What decides whether a point of entry is wise is how well it matches what your organisation already does well.
Global Inequality as a Structural Feature of AI Competition
The most serious risk in the current trajectory of artificial intelligence is that it will widen existing global inequalities across several dimensions at once. The already concentrated economic and technological power of a few nations and corporations could become self-reinforcing through data network effects, algorithmic talent clustering, infrastructure economies of scale, and first-mover advantages in deploying applications.
Countries that lack the money to build frontier models face not just a delay in access, but a structural exclusion from shaping the architectures and training methods that will set the path for generations of AI systems. Once a model like GPT-4 or its successors is trained on massive multilingual data, its internal representations encode the cultural and epistemic assumptions of the engineers and datasets that made it. This process can marginalise or erase the languages, knowledge systems, and problem-solving approaches of societies that did not take part in that training.
The infrastructure pillar shows the starkest material inequality. Advanced chips are subject to export controls that explicitly aim to stop certain nations from training frontier models.
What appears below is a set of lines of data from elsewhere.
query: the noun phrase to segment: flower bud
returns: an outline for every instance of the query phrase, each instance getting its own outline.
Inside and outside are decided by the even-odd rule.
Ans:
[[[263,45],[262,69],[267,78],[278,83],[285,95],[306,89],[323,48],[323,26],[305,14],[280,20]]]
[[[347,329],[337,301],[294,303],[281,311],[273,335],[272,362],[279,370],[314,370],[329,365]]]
At the same time, the water and land used by large-scale AI impose costs that fall disproportionately on communities located near data centres, often low-income or indigenous populations whose resources are taken to cool the servers that generate economic value for distant shareholders.
Even inside wealthy nations, applying AI to hiring, lending, medical triage, criminal justice, and social services has repeatedly been shown to encode historical biases that penalise already marginalised groups. The opacity of state-of-the-art models makes auditing these outcomes technically difficult even for well-funded civil society organisations.
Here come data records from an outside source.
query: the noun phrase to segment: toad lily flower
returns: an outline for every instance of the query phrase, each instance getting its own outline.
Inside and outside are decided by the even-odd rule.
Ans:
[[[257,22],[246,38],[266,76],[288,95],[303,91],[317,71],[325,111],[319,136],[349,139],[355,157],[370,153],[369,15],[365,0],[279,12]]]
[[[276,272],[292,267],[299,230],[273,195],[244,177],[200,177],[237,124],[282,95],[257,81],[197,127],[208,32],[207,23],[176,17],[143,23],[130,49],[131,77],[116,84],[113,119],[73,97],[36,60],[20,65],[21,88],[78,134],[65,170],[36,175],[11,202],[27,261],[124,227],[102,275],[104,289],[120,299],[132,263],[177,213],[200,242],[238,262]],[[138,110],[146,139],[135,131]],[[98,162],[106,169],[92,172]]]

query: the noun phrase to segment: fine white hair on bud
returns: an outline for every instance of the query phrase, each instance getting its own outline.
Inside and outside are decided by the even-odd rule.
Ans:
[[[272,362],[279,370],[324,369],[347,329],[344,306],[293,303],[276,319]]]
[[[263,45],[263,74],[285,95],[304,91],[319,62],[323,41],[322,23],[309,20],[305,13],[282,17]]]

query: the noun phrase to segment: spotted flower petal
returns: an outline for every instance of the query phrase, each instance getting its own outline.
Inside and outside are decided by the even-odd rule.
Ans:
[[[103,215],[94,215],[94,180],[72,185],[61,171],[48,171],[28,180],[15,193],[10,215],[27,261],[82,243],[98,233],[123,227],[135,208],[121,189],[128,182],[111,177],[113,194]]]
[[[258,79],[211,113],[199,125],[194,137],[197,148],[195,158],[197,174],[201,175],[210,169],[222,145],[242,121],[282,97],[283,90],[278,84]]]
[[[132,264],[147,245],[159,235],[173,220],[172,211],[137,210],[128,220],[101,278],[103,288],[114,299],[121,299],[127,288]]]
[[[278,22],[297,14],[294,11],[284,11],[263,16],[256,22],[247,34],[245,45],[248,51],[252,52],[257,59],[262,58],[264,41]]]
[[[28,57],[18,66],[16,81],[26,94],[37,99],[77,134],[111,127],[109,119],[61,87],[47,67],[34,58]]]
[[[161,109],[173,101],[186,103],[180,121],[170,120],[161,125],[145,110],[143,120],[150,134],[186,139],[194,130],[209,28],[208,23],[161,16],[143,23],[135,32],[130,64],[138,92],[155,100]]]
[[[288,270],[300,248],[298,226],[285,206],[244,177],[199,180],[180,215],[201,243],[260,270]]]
For organisations and individuals in the global periphery, having generative AI available as a service can create a dependency.
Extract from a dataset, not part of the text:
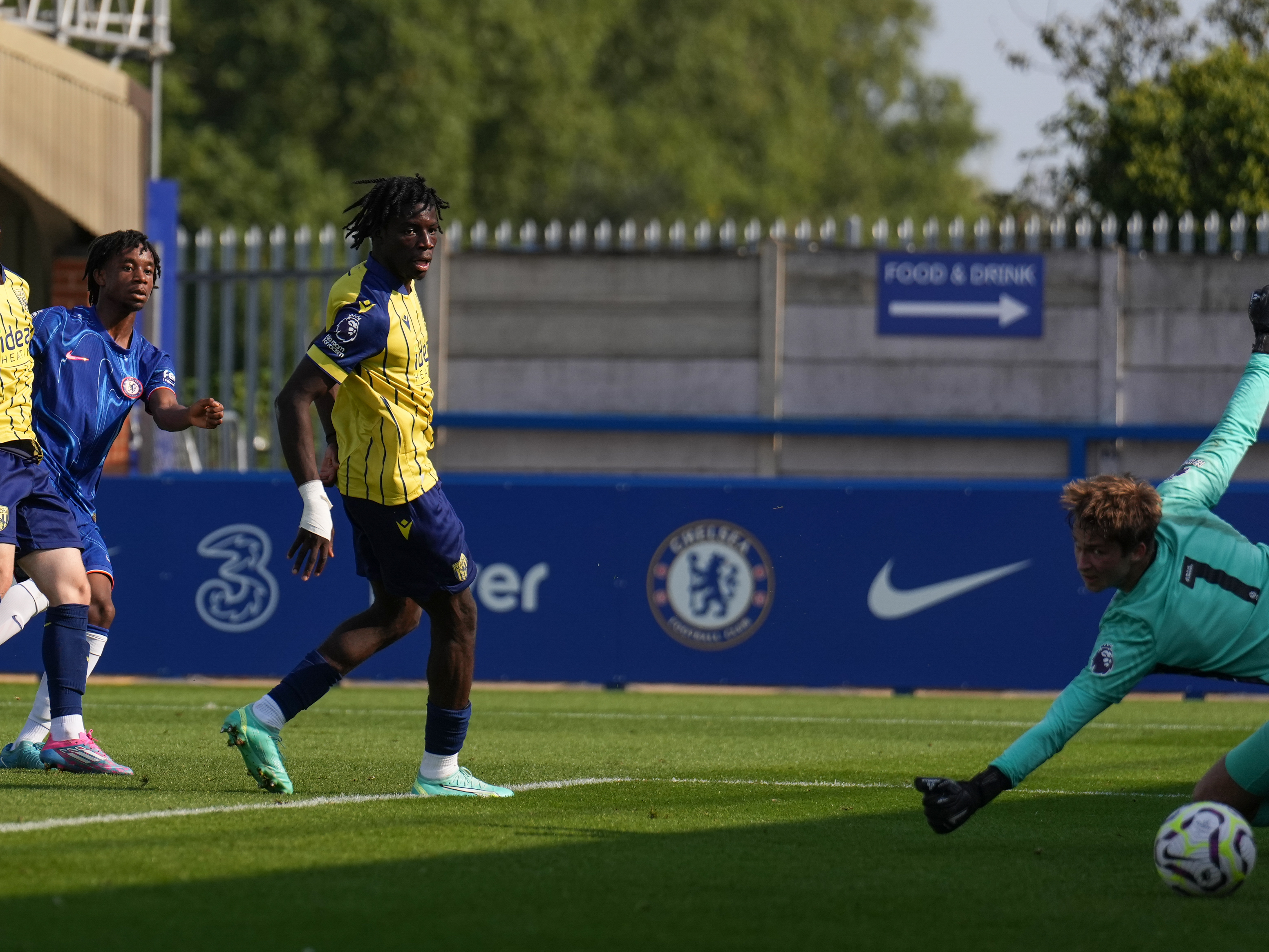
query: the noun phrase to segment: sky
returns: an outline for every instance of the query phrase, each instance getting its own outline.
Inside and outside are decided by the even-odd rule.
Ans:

Local value generation like writing, translation, customer support, and basic coding gets replaced by API calls to models hosted in foreign data centres. This extracts value from the very cognitive tasks that used to be pathways to economic mobility, while leaving few chances to gain the deeper algorithmic literacy needed to escape that dependency.
Governments that fail to see widening inequality as a built-in feature of unconstrained AI competition, rather than a bug, will find themselves reacting to crises of job displacement, cultural erosion, and geopolitical subordination.
These crises could have been reduced through deliberate, multi-pillar strategies of building capacity, negotiating technology transfer agreements, supporting open-source model governance, and creating international infrastructure financing mechanisms like those used in the past to address unequal access to nuclear technology, satellite communications, and pharmaceutical manufacturing.
The choices made today in each of the four pillars will determine our human future.